Onto the structure, the flour. There are two options: all purpose or gluten free. Now, if you’re using all purpose, let’s talk gluten. What is gluten? Gluten is literally the bond of molecules of protein in flour that are bonded together when liquid is added. The more you mix, the more developed the gluten will become. WE DO NOT WANT TO DEVELOP A LOT OF GLUTEN IN COOKIES. I know the all caps is aggressive, but I cringe every time I see people over mixing the flour into the batter. Overdeveloped gluten causes the cookies to be tough and they won’t quite melt in your mouth the way they should. So don’t go crazy mixing in your flour, mix it in gently and slowly just until you see there is no visible raw flour in the batter. This being said on the complete opposite side, if you are using a gluten free flour, you are going to want to mix it for longer to ensure that all of the bonding agents are mixed together well. Still, you will start off mixing slow so you don’t get flour everywhere, then gradually increase your speed to high and mix on high for about 30 seconds. You’re not trying to hurt anything, just simply mix some dough.

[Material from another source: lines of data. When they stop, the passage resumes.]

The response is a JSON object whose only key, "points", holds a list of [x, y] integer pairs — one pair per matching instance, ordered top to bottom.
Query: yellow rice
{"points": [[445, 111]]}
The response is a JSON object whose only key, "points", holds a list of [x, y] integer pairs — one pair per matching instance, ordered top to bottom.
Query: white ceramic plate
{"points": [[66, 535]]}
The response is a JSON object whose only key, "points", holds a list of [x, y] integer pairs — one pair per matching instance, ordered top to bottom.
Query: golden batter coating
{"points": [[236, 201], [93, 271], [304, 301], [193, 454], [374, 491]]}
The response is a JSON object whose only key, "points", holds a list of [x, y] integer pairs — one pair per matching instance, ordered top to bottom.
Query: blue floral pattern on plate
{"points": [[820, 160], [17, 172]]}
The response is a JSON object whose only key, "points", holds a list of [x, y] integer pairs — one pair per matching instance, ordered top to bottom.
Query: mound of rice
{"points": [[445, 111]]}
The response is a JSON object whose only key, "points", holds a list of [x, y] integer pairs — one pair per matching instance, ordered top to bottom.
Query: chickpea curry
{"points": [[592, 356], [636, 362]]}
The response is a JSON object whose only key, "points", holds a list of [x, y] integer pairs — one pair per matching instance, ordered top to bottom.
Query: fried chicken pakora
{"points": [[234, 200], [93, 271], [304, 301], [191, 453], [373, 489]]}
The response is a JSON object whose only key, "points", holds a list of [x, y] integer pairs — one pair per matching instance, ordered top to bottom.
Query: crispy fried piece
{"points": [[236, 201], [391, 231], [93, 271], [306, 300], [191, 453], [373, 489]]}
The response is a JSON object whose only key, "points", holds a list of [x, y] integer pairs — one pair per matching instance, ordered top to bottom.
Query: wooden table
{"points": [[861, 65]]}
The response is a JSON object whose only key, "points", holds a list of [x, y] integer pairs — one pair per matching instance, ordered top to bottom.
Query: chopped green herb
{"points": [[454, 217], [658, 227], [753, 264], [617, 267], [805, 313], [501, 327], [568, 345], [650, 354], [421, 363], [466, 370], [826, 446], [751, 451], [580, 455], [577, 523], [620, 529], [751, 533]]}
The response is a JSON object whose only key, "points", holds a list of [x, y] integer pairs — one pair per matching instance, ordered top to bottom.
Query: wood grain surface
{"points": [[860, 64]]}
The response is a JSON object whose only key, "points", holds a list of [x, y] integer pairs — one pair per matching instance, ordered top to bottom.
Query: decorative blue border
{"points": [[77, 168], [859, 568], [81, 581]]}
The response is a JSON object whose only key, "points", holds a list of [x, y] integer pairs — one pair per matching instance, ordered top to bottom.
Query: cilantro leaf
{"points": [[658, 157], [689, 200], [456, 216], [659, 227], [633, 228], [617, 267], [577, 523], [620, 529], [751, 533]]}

Last but not least, let’s talk flavorings. This includes, dried fruits, nuts, chocolate, whatever you can dream up. As far as chocolate goes, I can’t discriminate against any chocolate, but I prefer dark chocolate always. I figure, if I am going to be eating a sugar packed treat, I like the acidic & earthy flavor balance dark chocolate provides. So, I will always suggest a dark chocolate in any cookie. If dark isn’t your thing, semi-sweet, milk, or white chocolate will work fine as well. I prefer anywhere between 70%-80% cacao. Semi-sweet falls around 60%, still considered dark chocolate but not quite as intense.

Dried fruits are awesome in cookies, and I love the texture they add. Whatever you might want to add, just take into account if it will add moisture- you may want to add a minute or two to your baking to ensure the cookie doesn’t stay raw. If you are adding nuts, always lightly toast them beforehand, that way they can finish baking in your cookie, and they’ll add a great crunchy texture.

Chilling the dough before baking. This is a very important step. If you don’t chill your dough, and your butter is already at room temperature and perhaps even a bit warmer from all the mixing, chances are your cookies will melt instead of rise, and you’ll have a pancake cookie. So, although this step kinda stinks, (we all want our cookies quickly) it’ll be worth your waiting.

Lastly, get creative! These are ultimately your treats, have some fun with it! And please, don’t be intimidated by baking. I always highly suggest putting on some of your favorite tunes with your favorite beverage and letting the creativity flow. I hope this was helpful for you guys! Let me know some things you would like to learn about. Thanks for reading. Cheers!

5 thoughts on “Basics of Baking: Cookies

  1. Just finished making the chocolate chip cookies… delicious!! Added a pinch of pink salt to a few of them. Cookies came out perfect! They didn’t flatten like pancakes. Hence the chilling of the dough…thanks for the tips…keep them coming!!!